Institute for Human Genetics, University of California, San Francisco, CA, USA.
Mol Biol Evol. 2023 Oct 4;40(10). doi: 10.1093/molbev/msad213.
Although evolutionary biologists have long theorized that variation in DNA repair efficacy might explain some of the diversity of lifespan and cancer incidence across species, we have little data on the variability of normal germline mutagenesis outside of humans.

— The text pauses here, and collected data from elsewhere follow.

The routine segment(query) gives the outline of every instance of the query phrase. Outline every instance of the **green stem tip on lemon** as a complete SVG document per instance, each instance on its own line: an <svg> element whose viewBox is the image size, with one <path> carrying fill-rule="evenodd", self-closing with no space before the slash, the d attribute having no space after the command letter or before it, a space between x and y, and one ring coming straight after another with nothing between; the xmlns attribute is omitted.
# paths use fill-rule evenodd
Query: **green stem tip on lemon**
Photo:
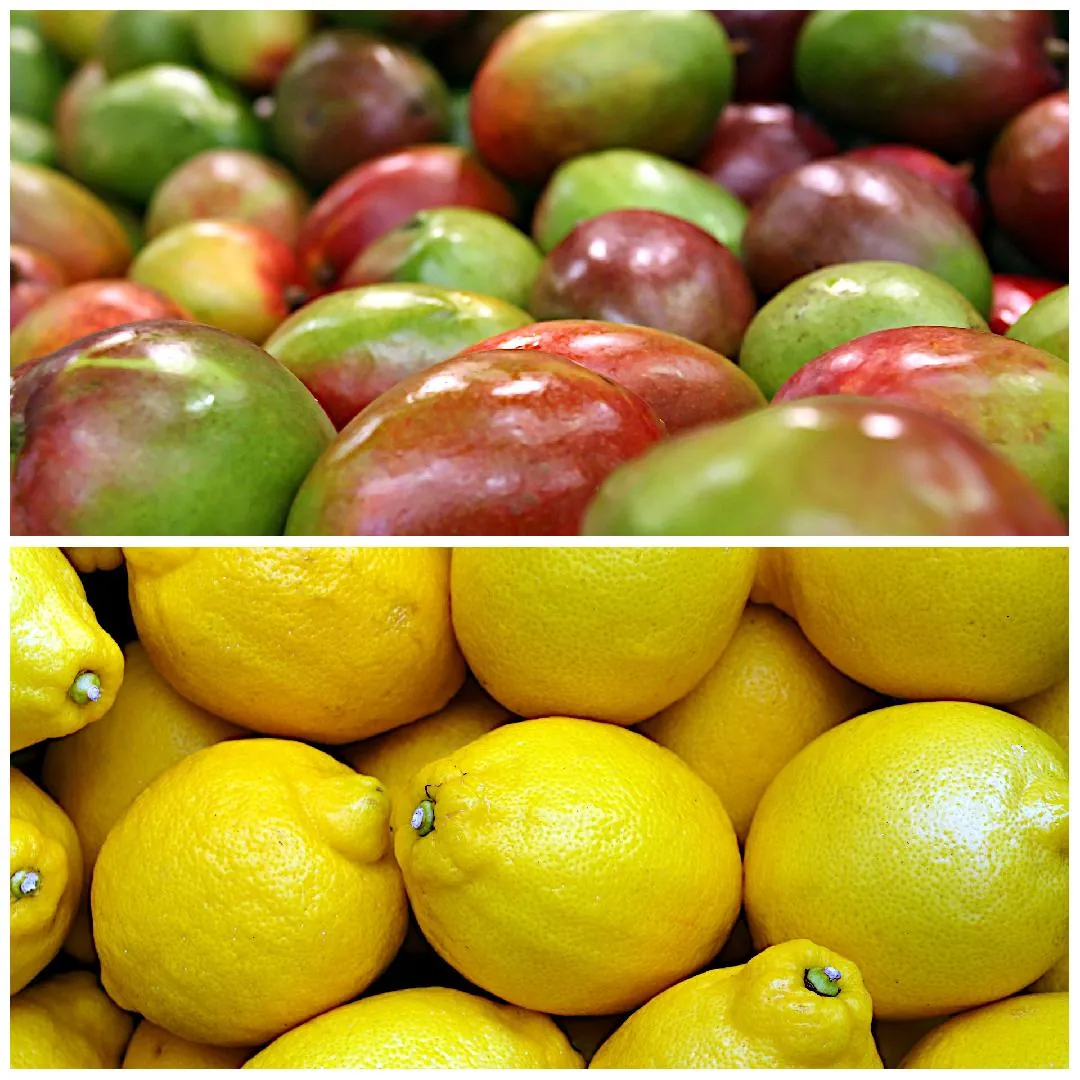
<svg viewBox="0 0 1080 1080"><path fill-rule="evenodd" d="M38 870L16 870L11 875L11 895L16 900L22 900L25 896L33 896L41 884L41 873Z"/></svg>
<svg viewBox="0 0 1080 1080"><path fill-rule="evenodd" d="M803 983L807 990L813 990L821 997L837 997L840 993L837 984L841 978L839 970L834 967L812 967L806 969Z"/></svg>
<svg viewBox="0 0 1080 1080"><path fill-rule="evenodd" d="M417 835L427 836L435 828L435 804L430 799L421 799L409 824L416 830Z"/></svg>
<svg viewBox="0 0 1080 1080"><path fill-rule="evenodd" d="M92 671L80 671L68 690L68 697L76 705L86 705L101 699L101 680Z"/></svg>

Here, we shed light on the spectrum and etiology of mutagenesis across mammals by quantifying mutational sequence context biases using polymorphism data from thirteen species of mice, apes, bears, wolves, and cetaceans. After normalizing the mutation spectrum for reference genome accessibility and k-mer content, we use the Mantel test to deduce that mutation spectrum divergence is highly correlated with genetic divergence between species, whereas life history traits like reproductive age are weaker predictors of mutation spectrum divergence. Potential bioinformatic confounders are only weakly related to a small set of mutation spectrum features. We find that clock-like mutational signatures previously inferred from human cancers cannot explain the phylogenetic signal exhibited by the mammalian mutation spectrum, despite the ability of these signatures to fit each species' 3-mer spectrum with high cosine similarity. In contrast, parental aging signatures inferred from human de novo mutation data appear to explain much of the 1-mer spectrum's phylogenetic signal in combination with a novel mutational signature. We posit that future models purporting to explain the etiology of mammalian mutagenesis need to capture the fact that more closely related species have more similar mutation spectra; a model that fits each marginal spectrum with high cosine similarity is not guaranteed to capture this hierarchy of mutation spectrum variation among species.
虽然进化生物学家长期以来一直从理论上推断,DNA 修复效率的差异可能解释了物种间寿命和癌症发病率的一些差异,但我们对人类以外正常种系突变的可变性知之甚少。在这里,我们通过量化来自 13 种老鼠、猿类、熊、狼和鲸目动物的多态性数据,阐明了跨哺乳动物的突变谱和突变发生的病因。在将突变谱归一化为参考基因组可及性和 k-mer 含量后,我们使用 Mantel 检验推断出突变谱的发散与物种间的遗传发散高度相关,而生殖年龄等生命史特征则是突变谱发散的较弱预测因子。潜在的生物信息学混杂因素与一小部分突变谱特征仅弱相关。我们发现,尽管这些特征能够以高余弦相似度拟合每个物种的 3-mer 谱,但先前从人类癌症中推断出的类钟突变特征并不能解释哺乳动物突变谱所表现出的系统发育信号。相比之下,从人类从头突变数据中推断出的亲本衰老特征似乎与一种新的突变特征一起解释了 1-mer 谱的大部分系统发育信号。我们假设,未来旨在解释哺乳动物突变发生病因的模型需要考虑到更密切相关的物种具有更相似的突变谱这一事实;一个与每个边缘谱具有高余弦相似度的模型不一定能捕捉到物种间突变谱变异的这种层次结构。